Мой бедный Сириль в отчаянии. Между двумя выстрелами он украдкой бросает на Келли выразительные взгляды. Келли видит в этом добром большом ребенке защитника и настоящего друга, единственное стремление которого любить и быть верным своему чувству, и одаривает его печальной улыбкой.
– Наверное, мне надо убить ее сейчас, чтобы избавить от мук, – шепчет он мне и прерывает фразу выстрелом в каннибала, – Послушай, брат, я хочу сказать тебе, что очень люблю ее… и она тоже… Я хотел бы поцеловать ее перед смертью… Уже недолго осталось… Мы пропали…
Робартс… Храбрый офицер бросает на мисс Мэри взгляд, полный любви, который побуждает ее, несмотря на весь ужас происходящего, спрятать зарумянившееся лицо на груди у подруги…
Услышав шорох, я поворачиваюсь. Рука аборигена тянется к девушкам. С быстротой молнии один из поселенцев отрубает руку сильным ударом тесака.
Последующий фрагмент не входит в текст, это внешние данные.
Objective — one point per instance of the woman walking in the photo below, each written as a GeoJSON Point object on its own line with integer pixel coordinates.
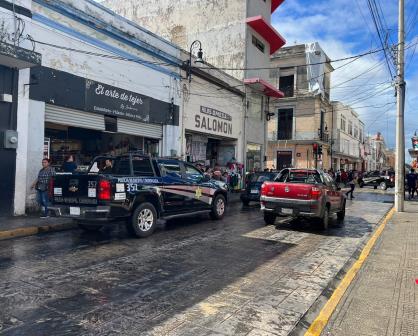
{"type": "Point", "coordinates": [41, 184]}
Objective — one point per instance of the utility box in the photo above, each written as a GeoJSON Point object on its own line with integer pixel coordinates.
{"type": "Point", "coordinates": [9, 139]}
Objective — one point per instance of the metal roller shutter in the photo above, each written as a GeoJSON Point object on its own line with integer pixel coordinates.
{"type": "Point", "coordinates": [140, 129]}
{"type": "Point", "coordinates": [66, 116]}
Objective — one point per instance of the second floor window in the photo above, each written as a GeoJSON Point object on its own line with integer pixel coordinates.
{"type": "Point", "coordinates": [286, 85]}
{"type": "Point", "coordinates": [285, 124]}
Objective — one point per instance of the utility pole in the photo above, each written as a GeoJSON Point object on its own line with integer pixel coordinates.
{"type": "Point", "coordinates": [400, 100]}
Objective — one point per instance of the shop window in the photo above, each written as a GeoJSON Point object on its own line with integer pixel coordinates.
{"type": "Point", "coordinates": [142, 166]}
{"type": "Point", "coordinates": [286, 85]}
{"type": "Point", "coordinates": [285, 124]}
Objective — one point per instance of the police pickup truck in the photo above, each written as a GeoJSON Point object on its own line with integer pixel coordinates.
{"type": "Point", "coordinates": [135, 188]}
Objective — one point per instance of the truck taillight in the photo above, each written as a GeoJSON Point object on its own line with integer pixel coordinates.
{"type": "Point", "coordinates": [51, 188]}
{"type": "Point", "coordinates": [104, 192]}
{"type": "Point", "coordinates": [315, 193]}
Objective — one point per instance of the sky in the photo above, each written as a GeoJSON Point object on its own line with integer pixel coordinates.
{"type": "Point", "coordinates": [345, 28]}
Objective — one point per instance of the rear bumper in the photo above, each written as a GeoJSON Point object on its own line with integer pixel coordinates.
{"type": "Point", "coordinates": [91, 214]}
{"type": "Point", "coordinates": [291, 207]}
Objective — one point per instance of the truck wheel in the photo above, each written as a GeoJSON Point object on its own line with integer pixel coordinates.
{"type": "Point", "coordinates": [218, 207]}
{"type": "Point", "coordinates": [341, 214]}
{"type": "Point", "coordinates": [89, 227]}
{"type": "Point", "coordinates": [144, 220]}
{"type": "Point", "coordinates": [324, 221]}
{"type": "Point", "coordinates": [269, 218]}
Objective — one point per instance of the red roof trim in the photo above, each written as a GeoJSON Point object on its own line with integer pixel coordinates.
{"type": "Point", "coordinates": [265, 87]}
{"type": "Point", "coordinates": [275, 40]}
{"type": "Point", "coordinates": [275, 4]}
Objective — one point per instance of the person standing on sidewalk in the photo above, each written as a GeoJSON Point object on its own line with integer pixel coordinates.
{"type": "Point", "coordinates": [412, 183]}
{"type": "Point", "coordinates": [41, 184]}
{"type": "Point", "coordinates": [351, 184]}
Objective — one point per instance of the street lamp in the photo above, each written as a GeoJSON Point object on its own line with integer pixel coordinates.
{"type": "Point", "coordinates": [199, 58]}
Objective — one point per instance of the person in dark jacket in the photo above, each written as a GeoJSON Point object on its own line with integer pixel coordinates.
{"type": "Point", "coordinates": [69, 165]}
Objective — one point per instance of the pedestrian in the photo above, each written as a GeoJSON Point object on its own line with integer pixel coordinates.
{"type": "Point", "coordinates": [352, 185]}
{"type": "Point", "coordinates": [412, 183]}
{"type": "Point", "coordinates": [69, 165]}
{"type": "Point", "coordinates": [41, 184]}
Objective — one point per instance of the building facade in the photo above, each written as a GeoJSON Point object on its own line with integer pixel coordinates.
{"type": "Point", "coordinates": [302, 121]}
{"type": "Point", "coordinates": [348, 138]}
{"type": "Point", "coordinates": [235, 35]}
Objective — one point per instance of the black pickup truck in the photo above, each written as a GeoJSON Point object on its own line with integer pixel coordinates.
{"type": "Point", "coordinates": [138, 189]}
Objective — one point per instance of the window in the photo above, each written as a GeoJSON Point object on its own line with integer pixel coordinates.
{"type": "Point", "coordinates": [285, 124]}
{"type": "Point", "coordinates": [170, 168]}
{"type": "Point", "coordinates": [193, 173]}
{"type": "Point", "coordinates": [286, 85]}
{"type": "Point", "coordinates": [342, 127]}
{"type": "Point", "coordinates": [350, 127]}
{"type": "Point", "coordinates": [142, 166]}
{"type": "Point", "coordinates": [258, 44]}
Мисс Мэри теряет сознание.
В этот момент противник теснит нас. Я падаю и чувствую на своей груди невероятную тяжесть. Вижу над собой занесенную руку с каменным топором сейчас она обрушится на мою голову.
Но прежде чем орудие смерти опустилось, я вдруг услышал приглушенный звук. Абориген скатывается с меня. Я вскакиваю, и в тот же момент раздаются выстрелы, которые заглушают вопли каннибалов. Пули летят справа и слева с интервалами в пять секунд, как будто их выпускает цепь отборных стрелков. Нет ни одного промаха. Четверо справа, четверо слева. Каннибалы дрогнули. Наш маленький отряд, истерзанный и окровавленный, снова сплачивается. Сгущающуюся тьму прорезают яркие вспышки. Противник ничего не может противопоставить этой атаке и постепенно отступает, оставляя убитых, число которых возрастает. Мы переводим дух.
Прекращается ливень стрел, копий и каменных топоров, который обрушивался на нас. Каннибалы объяты ужасом. Их страшит смерть, настигающая издалека, неизвестное число нападавших, множество выстрелов.
– Кооо-мооо-хооо-эээ!..
Призыв к сбору звучит под гигантскими деревьями. Теперь это жалобный вопль, лишенный недавних победных интонаций.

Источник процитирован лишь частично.